7. Ein klarer Call-to-Action. „Jetzt Erstgespräch buchen“ oder „Angebot anfragen“. Nicht drei verschiedene Buttons. Einer. Klar. Eindeutig.

» Ein konkretes Beispiel

Schlecht: „Webdesign-Leistungen für Unternehmen jeder Größe. Ich erstelle moderne, ansprechende Websites mit neuester Technologie. Kontaktieren Sie mich für ein unverbindliches Angebot.“

Gut: „Deine Website in 7 Tagen. Für Coaches und Beraterinnen, die online sichtbar werden wollen – ohne monatelange Projekte.
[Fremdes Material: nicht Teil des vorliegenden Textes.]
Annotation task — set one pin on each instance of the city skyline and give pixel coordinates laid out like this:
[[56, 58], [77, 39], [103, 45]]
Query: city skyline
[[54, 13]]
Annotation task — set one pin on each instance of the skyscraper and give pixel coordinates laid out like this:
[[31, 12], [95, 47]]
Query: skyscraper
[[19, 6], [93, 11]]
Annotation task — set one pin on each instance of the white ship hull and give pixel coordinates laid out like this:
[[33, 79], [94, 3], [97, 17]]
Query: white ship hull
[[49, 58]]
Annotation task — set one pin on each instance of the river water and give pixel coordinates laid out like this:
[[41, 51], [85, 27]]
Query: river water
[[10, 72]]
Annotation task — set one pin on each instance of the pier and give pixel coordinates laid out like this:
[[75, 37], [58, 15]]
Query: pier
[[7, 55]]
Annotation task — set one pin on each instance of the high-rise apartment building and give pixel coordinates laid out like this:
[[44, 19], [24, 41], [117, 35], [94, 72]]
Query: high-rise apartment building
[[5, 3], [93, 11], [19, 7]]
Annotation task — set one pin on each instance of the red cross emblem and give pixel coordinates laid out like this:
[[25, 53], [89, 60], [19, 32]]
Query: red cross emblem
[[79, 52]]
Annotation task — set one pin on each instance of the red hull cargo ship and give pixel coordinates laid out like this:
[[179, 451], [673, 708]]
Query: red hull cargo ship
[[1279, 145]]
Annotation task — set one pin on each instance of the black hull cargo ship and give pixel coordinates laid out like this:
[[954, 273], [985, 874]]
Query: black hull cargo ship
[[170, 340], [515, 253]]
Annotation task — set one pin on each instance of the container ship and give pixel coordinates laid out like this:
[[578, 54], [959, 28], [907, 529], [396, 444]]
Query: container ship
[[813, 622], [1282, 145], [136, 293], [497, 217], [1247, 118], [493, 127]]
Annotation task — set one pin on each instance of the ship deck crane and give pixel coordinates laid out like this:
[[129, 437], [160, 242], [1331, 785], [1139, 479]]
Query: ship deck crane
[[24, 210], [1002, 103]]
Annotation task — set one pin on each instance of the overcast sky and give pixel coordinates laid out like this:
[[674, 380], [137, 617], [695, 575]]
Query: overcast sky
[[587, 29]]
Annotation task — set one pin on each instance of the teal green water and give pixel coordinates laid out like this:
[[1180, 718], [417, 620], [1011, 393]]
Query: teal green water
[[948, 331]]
Was du bekommst: eine schnelle, wartungsfreie Website, optimiert für alle Geräte, SEO-Grundlagen inklusive. Ablauf: kostenloses Erstgespräch, Angebot innerhalb von 24 Stunden, Umsetzung in 7 Tagen, Übergabe mit Einweisung. Investition: ab 1.500 €. Jetzt Erstgespräch buchen.“

Merkst du den Unterschied? Die zweite Version beantwortet jede Frage, bevor sie gestellt wird. Genau so ist auch meine eigene Angebotsseite aufgebaut – mit festen Paketen, vollständiger Leistungsliste und einem Preis, der dasteht.

» Warum so viele keine gute Angebotsseite haben

Angst vor Festlegung. „Wenn ich schreibe, für wen es ist, verliere ich vielleicht Kunden.“ Nein. Du gewinnst die richtigen Kundinnen – und verlierst die, die sowieso nicht passen.

Angst vor Preistransparenz. „Wenn ich den Preis nenne, schrecke ich ab.“ Das Gegenteil ist der Fall: Ohne Preis melden sich vor allem die, die dein Honorar später verhandeln wollen.

Keine Klarheit über das eigene Angebot. Wenn du selbst nicht genau weißt, was du anbietest, kannst du es nicht klar formulieren. Dann ist das Problem nicht die Angebotsseite – dann ist das Problem dein Angebot. Das ist unbequem, aber wichtig: Die Seite kann nur so klar sein wie dein Angebot dahinter.

» Was eine gute Angebotsseite bewirkt

Sie filtert die richtigen Menschen rein und die falschen raus – das spart dir Zeit bei Anfragen, die ohnehin nichts geworden wären. Sie verkürzt den Verkaufsprozess: Wenn alles Wichtige auf der Seite steht, muss das Erstgespräch nicht mehr alles klären. Und sie wirkt professionell – eine klare, gut strukturierte Seite überzeugt, eine vage, überladene Seite tut das Gegenteil.

Im besten Fall buchen Menschen direkt, ohne vorher zu schreiben. Weil alles klar ist.

» Der Selbsttest: So verbesserst du deine Angebotsseite

Frag dich: Würde ich selbst verstehen, was ich hier anbiete? Würde ich wissen, ob das für mich ist? Würde ich wissen, was der nächste Schritt ist? Wenn eine Antwort „Nein“ ist, überarbeite die Seite.

Noch besser: Zeig die Seite jemandem, der dich nicht kennt, und frag: „Was biete ich an? Für wen? Was kostet es?“ Kann die Person das nicht beantworten, ist die Seite nicht klar genug.

» Wenn du nur eine Seite richtig gut machst, dann diese

Die Angebotsseite ist das Herzstück deiner Website. Hier entscheidet sich, ob aus einer Besucherin eine Kundin wird – oder ob sie ratlos weiterzieht. Nimm dir die Zeit. Mach es klar. Mach es konkret. Deine Angebotsseite ist dein stärkster Verkäufer.

Häufige Fragen

Was gehört auf eine gute Angebotsseite?

Sieben Elemente: eine konkrete Überschrift, eine klare Beschreibung deiner Leistung, die Zielgruppe, das Ergebnis für die Kundin, der Ablauf der Zusammenarbeit, eine Preisorientierung und genau ein Call-to-Action. Fehlt eines davon, bleiben Fragen offen – und offene Fragen kosten Anfragen.

Verliere ich Kunden, wenn ich meine Zielgruppe klar benenne?

Nein, du gewinnst die richtigen. Wer sich nicht angesprochen fühlt, wäre ohnehin keine gute Kundin geworden. Wer sich angesprochen fühlt, liest weiter und fragt eher an – weil klar ist, dass dein Angebot genau für sie gemacht ist.

Muss ich Preise auf der Angebotsseite nennen?

Eine Orientierung solltest du geben – etwa „ab 1.500 €“ oder feste Paketpreise. Wer sich den Preis nicht leisten kann, fragt ohnehin nicht an. Wer ihn sich leisten kann, will ihn vorher wissen. Ohne Preisangabe verlierst du genau die Anfragen, die gepasst hätten.

Wie teste ich, ob meine Angebotsseite funktioniert?

Zeig die Seite jemandem, der dich nicht kennt, und frag: Was biete ich an? Für wen? Was kostet es? Was ist der nächste Schritt? Kann die Person das nicht in wenigen Sekunden beantworten, ist die Seite nicht klar genug – dann überarbeite sie.